Segundo o advogado Cristiano Maronna, não é possível prever os próximos passos deste inquérito. Com os depoimentos em mãos, o delegado enviará o relatório ao Ministério Público de São Paulo, que decidirá se arquiva, denuncia ou se pede novos esclarecimentos sobre o caso. “Antigamente dava pra você prever o resultado de um caso com alguma certeza”, diz Maronna. “Hoje em dia a insegurança é a regra, porque está tudo de cabeça para o ar. Em circunstâncias normais isso sequer viraria inquérito”.

Formado em medicina pela Unifesp em 1957, condecorado duas vezes no Palácio do Planalto pelo ex-presidente Fernando Henrique Cardoso e membro da Expert Advisory Panel on Drug Dependence and Alcohol, dentre outros títulos, Carlini desabafa. “Acho um absurdo o que aconteceu”. Ele trabalha com duas possibilidades: “ignorância em relação ao meu trabalho, ou má fé”. “Eu nunca tive participação política ativa, sempre científica”.

O caso provocou reações rapidamente no universo acadêmico. Na sexta-feira, a Sociedade Brasileira para o Progresso da Ciência (SBPC) e a Academia Brasileira de Ciências (ABC) publicaram um manifesto em defesa de Carlini. As entidades “repudiam com veemência o fato de o pesquisador ser alvo de um inquérito por organizar um simpósio sobre o uso terapêutico da maconha”.

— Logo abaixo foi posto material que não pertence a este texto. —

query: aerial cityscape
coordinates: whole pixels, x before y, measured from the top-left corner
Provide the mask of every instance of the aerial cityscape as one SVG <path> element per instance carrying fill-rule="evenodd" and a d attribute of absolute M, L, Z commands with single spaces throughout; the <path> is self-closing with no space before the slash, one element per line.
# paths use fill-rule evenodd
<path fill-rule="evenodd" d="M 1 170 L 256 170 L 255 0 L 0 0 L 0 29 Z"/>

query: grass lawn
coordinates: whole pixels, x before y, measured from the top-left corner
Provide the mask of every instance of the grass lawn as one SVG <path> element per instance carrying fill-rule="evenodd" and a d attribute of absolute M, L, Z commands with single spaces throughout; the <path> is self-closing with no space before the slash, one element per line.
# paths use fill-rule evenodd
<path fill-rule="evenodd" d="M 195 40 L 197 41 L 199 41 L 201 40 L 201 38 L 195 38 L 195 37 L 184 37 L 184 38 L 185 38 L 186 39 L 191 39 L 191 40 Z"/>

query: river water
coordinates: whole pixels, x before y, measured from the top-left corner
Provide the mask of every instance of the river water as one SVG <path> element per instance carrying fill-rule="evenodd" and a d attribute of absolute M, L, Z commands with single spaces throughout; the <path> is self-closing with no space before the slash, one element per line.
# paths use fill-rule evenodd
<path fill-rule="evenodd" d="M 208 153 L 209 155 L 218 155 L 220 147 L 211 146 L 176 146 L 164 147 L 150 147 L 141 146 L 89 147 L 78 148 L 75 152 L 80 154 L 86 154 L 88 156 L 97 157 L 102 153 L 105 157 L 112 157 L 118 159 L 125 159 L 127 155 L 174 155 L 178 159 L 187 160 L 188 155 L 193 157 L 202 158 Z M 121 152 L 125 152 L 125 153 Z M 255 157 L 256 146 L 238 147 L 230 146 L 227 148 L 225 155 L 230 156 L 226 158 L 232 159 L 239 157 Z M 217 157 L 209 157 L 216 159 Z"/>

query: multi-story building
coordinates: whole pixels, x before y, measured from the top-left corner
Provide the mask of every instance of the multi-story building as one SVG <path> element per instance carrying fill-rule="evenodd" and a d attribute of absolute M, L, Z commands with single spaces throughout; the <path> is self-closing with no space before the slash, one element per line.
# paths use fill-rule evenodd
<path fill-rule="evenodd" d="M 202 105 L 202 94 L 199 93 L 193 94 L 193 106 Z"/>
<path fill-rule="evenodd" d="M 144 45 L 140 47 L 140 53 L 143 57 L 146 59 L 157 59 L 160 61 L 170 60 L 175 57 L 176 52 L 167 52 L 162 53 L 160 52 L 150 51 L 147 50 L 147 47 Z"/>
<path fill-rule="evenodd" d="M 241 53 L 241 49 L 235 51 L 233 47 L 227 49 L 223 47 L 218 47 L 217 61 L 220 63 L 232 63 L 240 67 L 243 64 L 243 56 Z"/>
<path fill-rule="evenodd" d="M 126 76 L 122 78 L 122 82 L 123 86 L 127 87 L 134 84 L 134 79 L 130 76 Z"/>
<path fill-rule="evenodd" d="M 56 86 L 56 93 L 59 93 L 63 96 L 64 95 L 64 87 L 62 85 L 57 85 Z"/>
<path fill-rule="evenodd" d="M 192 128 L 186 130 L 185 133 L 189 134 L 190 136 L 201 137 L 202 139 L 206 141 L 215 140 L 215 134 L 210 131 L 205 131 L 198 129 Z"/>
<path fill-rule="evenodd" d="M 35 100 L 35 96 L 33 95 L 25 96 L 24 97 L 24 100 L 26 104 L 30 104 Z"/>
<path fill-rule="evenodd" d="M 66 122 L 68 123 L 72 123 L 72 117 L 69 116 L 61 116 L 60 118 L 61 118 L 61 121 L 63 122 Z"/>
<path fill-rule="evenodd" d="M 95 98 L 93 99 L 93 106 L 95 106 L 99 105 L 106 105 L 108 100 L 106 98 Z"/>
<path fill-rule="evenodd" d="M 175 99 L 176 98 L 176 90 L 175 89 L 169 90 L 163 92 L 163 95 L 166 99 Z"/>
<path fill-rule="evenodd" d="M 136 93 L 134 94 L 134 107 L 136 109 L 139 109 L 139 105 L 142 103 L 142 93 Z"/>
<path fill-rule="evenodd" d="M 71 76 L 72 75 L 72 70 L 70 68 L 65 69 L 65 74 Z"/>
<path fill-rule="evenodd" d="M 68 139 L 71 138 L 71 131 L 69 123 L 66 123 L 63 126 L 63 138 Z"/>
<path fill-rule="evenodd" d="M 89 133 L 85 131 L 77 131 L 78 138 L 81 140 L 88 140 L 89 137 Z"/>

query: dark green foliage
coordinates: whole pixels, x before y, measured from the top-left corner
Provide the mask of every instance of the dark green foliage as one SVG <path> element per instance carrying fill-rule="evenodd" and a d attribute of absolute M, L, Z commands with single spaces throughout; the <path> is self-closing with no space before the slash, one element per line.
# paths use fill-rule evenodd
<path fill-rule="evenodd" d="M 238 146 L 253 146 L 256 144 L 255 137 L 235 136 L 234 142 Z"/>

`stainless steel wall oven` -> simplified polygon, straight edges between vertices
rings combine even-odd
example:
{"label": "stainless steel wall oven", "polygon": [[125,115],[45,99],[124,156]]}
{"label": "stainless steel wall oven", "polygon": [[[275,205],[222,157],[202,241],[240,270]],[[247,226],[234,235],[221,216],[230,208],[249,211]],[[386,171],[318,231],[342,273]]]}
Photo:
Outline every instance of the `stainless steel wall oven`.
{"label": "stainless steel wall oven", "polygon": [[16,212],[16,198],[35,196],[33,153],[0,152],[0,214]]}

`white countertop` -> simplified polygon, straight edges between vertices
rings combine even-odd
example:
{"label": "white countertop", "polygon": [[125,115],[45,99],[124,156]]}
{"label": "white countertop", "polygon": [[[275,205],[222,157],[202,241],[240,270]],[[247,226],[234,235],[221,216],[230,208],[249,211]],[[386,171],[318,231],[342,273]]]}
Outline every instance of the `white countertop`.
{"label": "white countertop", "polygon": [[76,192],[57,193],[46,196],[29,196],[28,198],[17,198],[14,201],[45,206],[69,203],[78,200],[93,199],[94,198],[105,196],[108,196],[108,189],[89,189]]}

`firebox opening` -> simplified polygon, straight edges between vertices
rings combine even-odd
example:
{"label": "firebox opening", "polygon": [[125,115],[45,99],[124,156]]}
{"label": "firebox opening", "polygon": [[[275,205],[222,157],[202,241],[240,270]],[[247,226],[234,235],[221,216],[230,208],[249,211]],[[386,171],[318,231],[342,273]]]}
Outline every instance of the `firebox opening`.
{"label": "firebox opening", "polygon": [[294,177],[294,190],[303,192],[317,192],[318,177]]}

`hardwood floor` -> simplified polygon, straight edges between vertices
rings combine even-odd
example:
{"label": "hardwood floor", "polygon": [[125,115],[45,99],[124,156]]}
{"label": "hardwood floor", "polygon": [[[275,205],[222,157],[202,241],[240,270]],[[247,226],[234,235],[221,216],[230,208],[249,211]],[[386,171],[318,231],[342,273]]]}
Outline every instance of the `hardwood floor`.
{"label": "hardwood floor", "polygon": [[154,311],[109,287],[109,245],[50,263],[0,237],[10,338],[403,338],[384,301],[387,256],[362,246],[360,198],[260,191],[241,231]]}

Ao menos 40 sociedades científicas de todo o país declararam apoio ao manifesto, que ainda afirma que “Carlini é um cientista premiado internacionalmente”. O texto reafirma a importância do pesquisador, lembrando que ele “desenvolveu ainda na década de 1970 pesquisas pioneiras que caracterizaram a ação anticonvulsivante da maconha, e suas descobertas permitiram a formulação de medicamentos utilizados em diversos países para tratar, eficazmente, doenças como epilepsia e esclerose múltipla”. A Unifesp também divulgou uma nota em defesa do professor emérito da Universidade e reforçando o seu apoio ao pesquisador.

Com a saúde debilitada, o pesquisador afirmou que em todas essas décadas de carreira nunca havia acontecido algo parecido. E que está abalado, mas seguirá trabalhando.”Não sinto dor, mas o processo psíquico pelo qual venho passando tem me causado muita ansiedade”, diz. “Mas acho que agora temos mais forças para fazer com que a legislação [que regula a pesquisa e produção de maconha para fins medicinais no Brasil] ande para a frente. A batalha não é só minha”.